La obra elegida en esta ocasión corresponde a esta última etapa. Se trata de una obra original, realizada por tres artistas de la misma familia pertenecientes a la Escuela de Rodas, y que la destinan ya a la ciudad de Roma. Probablemente se tratara de una copia o de una adaptación de una obra similar anterior, tal vez del S. II a.c.
El grupo escultórico describe un paisaje de la Eneida de Virgilio, cuando Laocoonte, sacerdote de Apolo, se opone a la entrada de un caballo griego en la toma de Troya. Es entonces cuando él y sus hijos son atacados por sendas serpientes sobre el Ara del dios al que así habían ofendido.
La obra es de una gran espectacularidad dramática, hasta el punto de que se la considera expresión universal del dolor.

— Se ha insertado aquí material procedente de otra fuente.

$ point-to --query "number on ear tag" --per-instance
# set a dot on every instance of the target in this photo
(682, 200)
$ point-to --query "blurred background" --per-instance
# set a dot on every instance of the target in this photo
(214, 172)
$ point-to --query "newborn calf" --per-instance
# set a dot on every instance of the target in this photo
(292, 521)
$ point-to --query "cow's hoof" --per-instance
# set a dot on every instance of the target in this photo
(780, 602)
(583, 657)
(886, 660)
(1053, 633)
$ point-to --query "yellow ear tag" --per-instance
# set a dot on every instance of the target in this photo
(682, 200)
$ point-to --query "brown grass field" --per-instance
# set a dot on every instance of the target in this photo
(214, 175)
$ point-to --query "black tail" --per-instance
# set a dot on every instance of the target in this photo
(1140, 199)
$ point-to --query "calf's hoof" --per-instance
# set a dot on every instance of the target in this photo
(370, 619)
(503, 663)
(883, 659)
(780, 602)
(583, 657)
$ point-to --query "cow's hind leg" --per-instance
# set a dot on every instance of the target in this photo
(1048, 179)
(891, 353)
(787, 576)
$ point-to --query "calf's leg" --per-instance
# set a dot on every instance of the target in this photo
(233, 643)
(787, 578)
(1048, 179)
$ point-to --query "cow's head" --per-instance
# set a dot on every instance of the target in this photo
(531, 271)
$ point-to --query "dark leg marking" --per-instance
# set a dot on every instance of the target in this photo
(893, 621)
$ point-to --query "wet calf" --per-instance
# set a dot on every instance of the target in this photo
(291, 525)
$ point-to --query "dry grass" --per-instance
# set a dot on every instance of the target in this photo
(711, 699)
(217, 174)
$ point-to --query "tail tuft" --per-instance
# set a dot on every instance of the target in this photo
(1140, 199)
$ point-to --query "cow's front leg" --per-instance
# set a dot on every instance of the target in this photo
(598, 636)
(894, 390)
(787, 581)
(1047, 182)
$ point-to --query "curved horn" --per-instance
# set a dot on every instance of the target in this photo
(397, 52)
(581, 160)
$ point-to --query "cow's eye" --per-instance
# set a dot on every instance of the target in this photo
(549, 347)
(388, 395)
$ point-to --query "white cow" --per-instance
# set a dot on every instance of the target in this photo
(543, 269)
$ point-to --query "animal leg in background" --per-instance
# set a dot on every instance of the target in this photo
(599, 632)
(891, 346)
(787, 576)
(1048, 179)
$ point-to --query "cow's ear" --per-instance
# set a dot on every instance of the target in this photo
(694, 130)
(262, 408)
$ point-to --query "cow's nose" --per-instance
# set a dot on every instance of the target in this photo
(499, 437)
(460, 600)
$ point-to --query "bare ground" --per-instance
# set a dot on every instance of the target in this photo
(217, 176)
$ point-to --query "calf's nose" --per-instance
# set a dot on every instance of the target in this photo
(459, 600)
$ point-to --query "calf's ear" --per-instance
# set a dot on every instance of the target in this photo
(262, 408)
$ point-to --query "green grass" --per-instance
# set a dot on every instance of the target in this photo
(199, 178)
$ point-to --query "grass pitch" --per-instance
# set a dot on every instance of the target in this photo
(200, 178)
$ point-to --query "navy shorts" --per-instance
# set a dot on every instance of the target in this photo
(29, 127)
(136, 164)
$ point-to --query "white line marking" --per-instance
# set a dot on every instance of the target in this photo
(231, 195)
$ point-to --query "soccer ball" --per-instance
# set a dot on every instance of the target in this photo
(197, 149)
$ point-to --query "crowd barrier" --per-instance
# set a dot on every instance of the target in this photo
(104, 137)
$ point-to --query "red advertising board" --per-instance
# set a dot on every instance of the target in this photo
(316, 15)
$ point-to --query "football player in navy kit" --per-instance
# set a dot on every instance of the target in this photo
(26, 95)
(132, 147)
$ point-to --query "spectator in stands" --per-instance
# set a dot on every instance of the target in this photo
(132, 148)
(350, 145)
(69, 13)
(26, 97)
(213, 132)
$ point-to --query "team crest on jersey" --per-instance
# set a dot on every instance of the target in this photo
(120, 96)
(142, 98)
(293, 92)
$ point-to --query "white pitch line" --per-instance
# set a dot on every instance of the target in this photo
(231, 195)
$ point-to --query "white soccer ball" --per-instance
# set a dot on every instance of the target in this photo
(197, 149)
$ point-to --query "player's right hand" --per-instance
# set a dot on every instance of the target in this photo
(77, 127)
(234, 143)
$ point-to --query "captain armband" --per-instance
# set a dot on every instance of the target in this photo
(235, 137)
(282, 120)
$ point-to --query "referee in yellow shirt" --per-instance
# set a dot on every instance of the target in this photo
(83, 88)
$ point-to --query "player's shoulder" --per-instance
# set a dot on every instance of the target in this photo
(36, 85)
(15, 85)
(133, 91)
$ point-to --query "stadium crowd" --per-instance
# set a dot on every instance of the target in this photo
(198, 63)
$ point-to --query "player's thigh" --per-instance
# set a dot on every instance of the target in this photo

En este efectismo dramático tiene mucho que ver la disposición teatral, ficticia, de los personajes, sus posturas retorcidas hasta el paroxismo, la tremenda fuerza expresiva de unos tratamientos anatómicos, "explosivos" por su vigor, y el efecto gestual del propio Laocoonte, retorcido y lacerado por su dolor, que no es sólo un sufrimiento físico, es más torturante el que le produce su culpabilidad y el castigo que han de sufrir sus hijos por su falta. De ahí su rostro descompuesto, su cuerpo retorcido, pero sobre todo esa tensión que se advierte en su titánica musculatura a punto de explosionar, con todos sus miembros tensados, sus venas salientes, sus bíceps a punto de reventar, que no son en su conjunto sino la agonía del espíritu a punto de romper la cárcel del cuerpo. Esa impresionante musculatura, desaforada y doliente, y sobretodo su rostro, herido por violentos contrastes de luz y sombra en la boca entreabierta, los ojos semihundidos, los pómulos salientes o el pelo crespo y enredado se han convertido con el tiempo en la expresión plena del dolor humano.
Se puede hablar de un tratamiento distinto del Laocoonte respecto de sus hijos, que siguen dentro de esquemas neoclásicos de mayor idealización y refinamiento, lo que por otra parte no impide que precisamente sea la composición de todo el conjunto la que otorgue uno de sus mayores méritos a la obra: los tres personajes están perfectamente interrelacionados y entrelazados por la línea sinuosa y trepidante de las serpientes, creando a su vez una composición centrípeta, que acentúa su fuerza expresiva al irrumpir la luz y la tensión de los cuerpos del centro hacia fuera. Sensación que se agrava por la disposición en diagonal de todo el conjunto.